The important parameters in the Solve() method are:

A is the matrix , B is the b vector, X the initial vector x,

nbr_iter is the number of iterations that you want

and show_iter to show the number of iteration on the screen.

RSQ is the sum of the squares of the components of the residual vector
A.x - b.

I have got over 3X scalability on a quad core.

The Conjugate Gradient Method is the most prominent iterative method for
solving sparse systems of linear equations. Unfortunately, many textbook
treatments of the topic are written with neither illustrations nor intuition,
and their victims can be found to this day babbling senselessly in the corners
of dusty libraries. For this reason, a deep, geometric understanding of the
method has been reserved for the elite brilliant few who have painstakingly
decoded the mumblings of their forebears. Conjugate gradient is the most
popular iterative method for solving large systems of linear equations. CG is
effective for systems of the form A.x = b where x is an unknown vector, b is
a known vector, A is a known square, symmetric, positive-definite (or
positive-indefinite) matrix.These systems arise in many important settings,
such as finite difference and finite element methods for solving partial differential
equations, structural analysis, circuit analysis, and math homework

The Conjugate gradient method can also be applied to non-linear problems,
but with much less success since the non-linear functions have multiple
minimums. The Conjugate gradient method will indeed find a minimum of
such a nonlinear function, but it is in no way guaranteed to be a global minimum,
or the minimum that is desired.

But the conjugate gradient method is great iterative method for solving
large,sparse linear systems with a symmetric, positive, definite matrix.

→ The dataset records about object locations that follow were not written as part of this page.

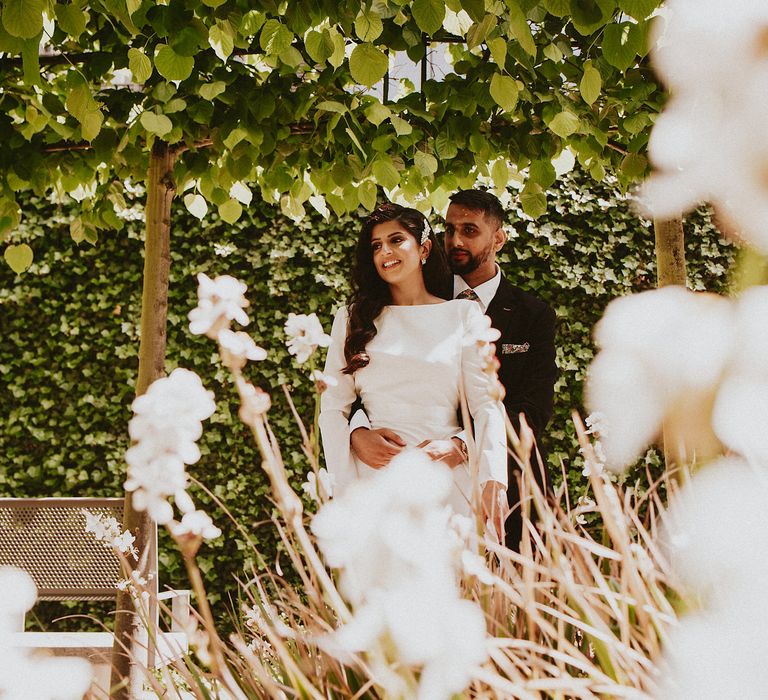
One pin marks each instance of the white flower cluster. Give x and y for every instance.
(106, 529)
(305, 334)
(390, 537)
(166, 424)
(220, 301)
(24, 675)
(717, 536)
(693, 362)
(710, 142)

In the method of conjugate gradients the residuals are not used as search
directions, as in the steepest decent method, cause searching can require a
large number of iterations as the residuals zig zag towards the minimum value for
ill-conditioned matrices. But instead conjugate gradient method uses the residuals
as a basis to form conjugate search directions . In this manner, the conjugated
gradients (residuals) form a basis of search directions to minimize the quadratic
function f(x)=1/2*Transpose(x)*A*x + Transpose(b)*x and to achieve faster
speed and result of dim(N) convergence.

Jacobi serial complexity is O(N^2) and Conjugate gradient serial complexity
is O(N^3/2).
Please look at the test.pas example inside the zip file, compile and execute

You can download Parallel implementation of Conjugate Gradient Linear
System Solver from:

Thank you,
Amine Moulay Ramdane.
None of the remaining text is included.